A sin tax is a go-to place for state bean counters to raise extra revenue to balance the books while asserting it could also help reduce major health issues. Critics argue, however, it disproportionately sucks financial oxygen from the poor, a debate lighting up the current session of the Connecticut General Assembly.
The New Haven Independent’s Lucy Gellman examines the issue:
The butt-tax hike would help close an estimated $1.5 billion projected deficit in next year’s budget. Barnes estimated the tax hike would bring would add $59.8 million to state coffers. (Total revenue from cigarette taxes would total a projected $413.9 million up from $373.5 million in 2015-16 and a projected $371.1 million in 2016-17.)
The tax does not include synthetic smoking products like vapes and e-cigarettes, despite their fast-growing popularity among young adults.

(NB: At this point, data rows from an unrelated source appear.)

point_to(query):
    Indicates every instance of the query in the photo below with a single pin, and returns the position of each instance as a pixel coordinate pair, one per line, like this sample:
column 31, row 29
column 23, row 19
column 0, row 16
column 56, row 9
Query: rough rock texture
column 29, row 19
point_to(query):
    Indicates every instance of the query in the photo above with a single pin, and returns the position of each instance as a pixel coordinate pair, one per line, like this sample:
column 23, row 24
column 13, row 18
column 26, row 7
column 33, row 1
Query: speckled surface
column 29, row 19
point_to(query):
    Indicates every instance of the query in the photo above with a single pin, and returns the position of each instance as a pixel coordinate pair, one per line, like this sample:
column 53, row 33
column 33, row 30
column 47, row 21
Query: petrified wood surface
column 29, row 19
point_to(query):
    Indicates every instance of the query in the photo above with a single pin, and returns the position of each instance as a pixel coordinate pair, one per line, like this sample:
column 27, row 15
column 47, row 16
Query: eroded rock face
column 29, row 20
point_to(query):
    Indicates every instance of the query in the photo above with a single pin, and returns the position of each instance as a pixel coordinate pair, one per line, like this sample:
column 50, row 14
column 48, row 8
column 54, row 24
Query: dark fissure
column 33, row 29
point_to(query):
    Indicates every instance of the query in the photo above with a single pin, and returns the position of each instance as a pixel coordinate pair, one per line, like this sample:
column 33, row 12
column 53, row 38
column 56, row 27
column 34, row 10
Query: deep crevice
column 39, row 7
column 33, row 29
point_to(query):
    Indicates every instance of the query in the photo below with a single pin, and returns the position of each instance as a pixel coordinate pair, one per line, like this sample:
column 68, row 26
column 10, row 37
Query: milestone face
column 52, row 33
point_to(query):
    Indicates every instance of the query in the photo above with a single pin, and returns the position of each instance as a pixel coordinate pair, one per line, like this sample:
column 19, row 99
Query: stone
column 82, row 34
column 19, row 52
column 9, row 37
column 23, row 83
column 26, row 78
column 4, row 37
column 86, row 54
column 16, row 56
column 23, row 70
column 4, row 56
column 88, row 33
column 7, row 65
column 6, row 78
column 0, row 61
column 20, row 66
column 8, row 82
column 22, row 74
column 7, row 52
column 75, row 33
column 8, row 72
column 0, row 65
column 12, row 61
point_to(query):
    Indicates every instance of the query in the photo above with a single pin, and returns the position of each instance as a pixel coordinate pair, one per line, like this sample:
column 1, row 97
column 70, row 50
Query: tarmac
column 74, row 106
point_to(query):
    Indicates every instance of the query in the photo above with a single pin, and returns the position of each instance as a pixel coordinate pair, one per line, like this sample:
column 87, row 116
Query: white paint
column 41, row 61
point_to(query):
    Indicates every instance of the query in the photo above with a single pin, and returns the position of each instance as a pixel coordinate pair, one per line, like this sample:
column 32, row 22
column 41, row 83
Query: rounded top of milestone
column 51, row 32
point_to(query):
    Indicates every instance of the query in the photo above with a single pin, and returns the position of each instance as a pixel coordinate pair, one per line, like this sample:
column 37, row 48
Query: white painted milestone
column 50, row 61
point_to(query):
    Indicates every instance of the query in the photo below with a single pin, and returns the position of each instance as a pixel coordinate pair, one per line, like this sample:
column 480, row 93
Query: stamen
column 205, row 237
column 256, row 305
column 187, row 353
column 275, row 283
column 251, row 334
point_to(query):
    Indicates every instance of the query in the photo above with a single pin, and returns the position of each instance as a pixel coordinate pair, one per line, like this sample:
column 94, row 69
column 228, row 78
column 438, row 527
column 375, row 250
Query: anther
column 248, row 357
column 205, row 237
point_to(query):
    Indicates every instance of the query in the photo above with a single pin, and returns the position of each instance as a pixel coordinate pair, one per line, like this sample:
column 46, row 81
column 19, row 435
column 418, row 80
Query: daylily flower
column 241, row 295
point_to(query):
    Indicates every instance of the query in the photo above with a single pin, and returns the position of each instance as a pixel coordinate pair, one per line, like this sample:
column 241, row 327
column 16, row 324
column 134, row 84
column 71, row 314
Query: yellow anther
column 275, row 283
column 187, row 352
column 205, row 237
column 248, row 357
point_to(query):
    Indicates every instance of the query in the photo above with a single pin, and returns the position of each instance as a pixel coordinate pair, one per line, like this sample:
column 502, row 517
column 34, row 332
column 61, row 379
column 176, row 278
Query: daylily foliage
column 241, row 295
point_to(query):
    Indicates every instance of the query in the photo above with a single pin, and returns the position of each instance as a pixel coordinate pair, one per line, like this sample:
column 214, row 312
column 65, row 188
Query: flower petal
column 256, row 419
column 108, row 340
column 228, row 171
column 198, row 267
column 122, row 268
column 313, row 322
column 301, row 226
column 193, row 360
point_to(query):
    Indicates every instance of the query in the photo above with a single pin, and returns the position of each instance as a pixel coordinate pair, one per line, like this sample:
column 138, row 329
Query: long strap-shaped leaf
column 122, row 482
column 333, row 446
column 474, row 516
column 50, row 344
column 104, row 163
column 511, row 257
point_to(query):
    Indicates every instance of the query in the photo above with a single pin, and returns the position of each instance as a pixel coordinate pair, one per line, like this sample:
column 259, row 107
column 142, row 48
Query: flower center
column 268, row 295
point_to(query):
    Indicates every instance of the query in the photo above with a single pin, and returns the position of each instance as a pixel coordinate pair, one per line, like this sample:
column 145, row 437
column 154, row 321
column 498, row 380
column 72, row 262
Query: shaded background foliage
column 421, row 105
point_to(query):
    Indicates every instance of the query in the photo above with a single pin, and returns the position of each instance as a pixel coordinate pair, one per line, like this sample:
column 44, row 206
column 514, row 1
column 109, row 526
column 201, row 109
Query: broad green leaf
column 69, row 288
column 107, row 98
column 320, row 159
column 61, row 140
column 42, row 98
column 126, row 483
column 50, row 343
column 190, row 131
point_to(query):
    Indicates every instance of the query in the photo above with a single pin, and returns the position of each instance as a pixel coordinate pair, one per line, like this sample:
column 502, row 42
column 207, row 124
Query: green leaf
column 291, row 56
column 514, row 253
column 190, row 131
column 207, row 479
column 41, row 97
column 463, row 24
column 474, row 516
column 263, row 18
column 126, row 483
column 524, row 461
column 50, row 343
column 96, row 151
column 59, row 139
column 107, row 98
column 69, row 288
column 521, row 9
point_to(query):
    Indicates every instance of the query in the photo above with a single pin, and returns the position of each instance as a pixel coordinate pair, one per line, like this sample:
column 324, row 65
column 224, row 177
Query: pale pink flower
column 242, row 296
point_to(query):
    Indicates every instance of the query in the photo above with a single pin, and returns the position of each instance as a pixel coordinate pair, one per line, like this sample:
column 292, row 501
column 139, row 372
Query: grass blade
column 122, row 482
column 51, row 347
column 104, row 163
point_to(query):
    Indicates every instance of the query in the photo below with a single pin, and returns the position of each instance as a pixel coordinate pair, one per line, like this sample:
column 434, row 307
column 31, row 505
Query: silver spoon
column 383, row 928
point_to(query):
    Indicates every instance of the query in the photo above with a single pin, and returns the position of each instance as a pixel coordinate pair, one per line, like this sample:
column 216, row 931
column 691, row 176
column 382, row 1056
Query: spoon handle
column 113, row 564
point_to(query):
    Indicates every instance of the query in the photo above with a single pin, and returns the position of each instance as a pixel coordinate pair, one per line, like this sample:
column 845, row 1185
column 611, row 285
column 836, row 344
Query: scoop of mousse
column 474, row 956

Malloy is seeking bigger savings from labor and a new state-run Municipal Accountability Review Board. But a higher “sin tax,” he and Barnes wrote in the budget plan, would not just help bring in needed money. It could help cut down tobacco-related disease, which currently kills more people across the country than alcohol, AIDS, car crashes, illegal drugs, accidents, murders and suicides combined, according to the Centers for Disease Control (CDC). (Malloy rejected a cigarette tax hike in 2014 when he was running for reelection and declaring he wouldn’t raise any taxes.)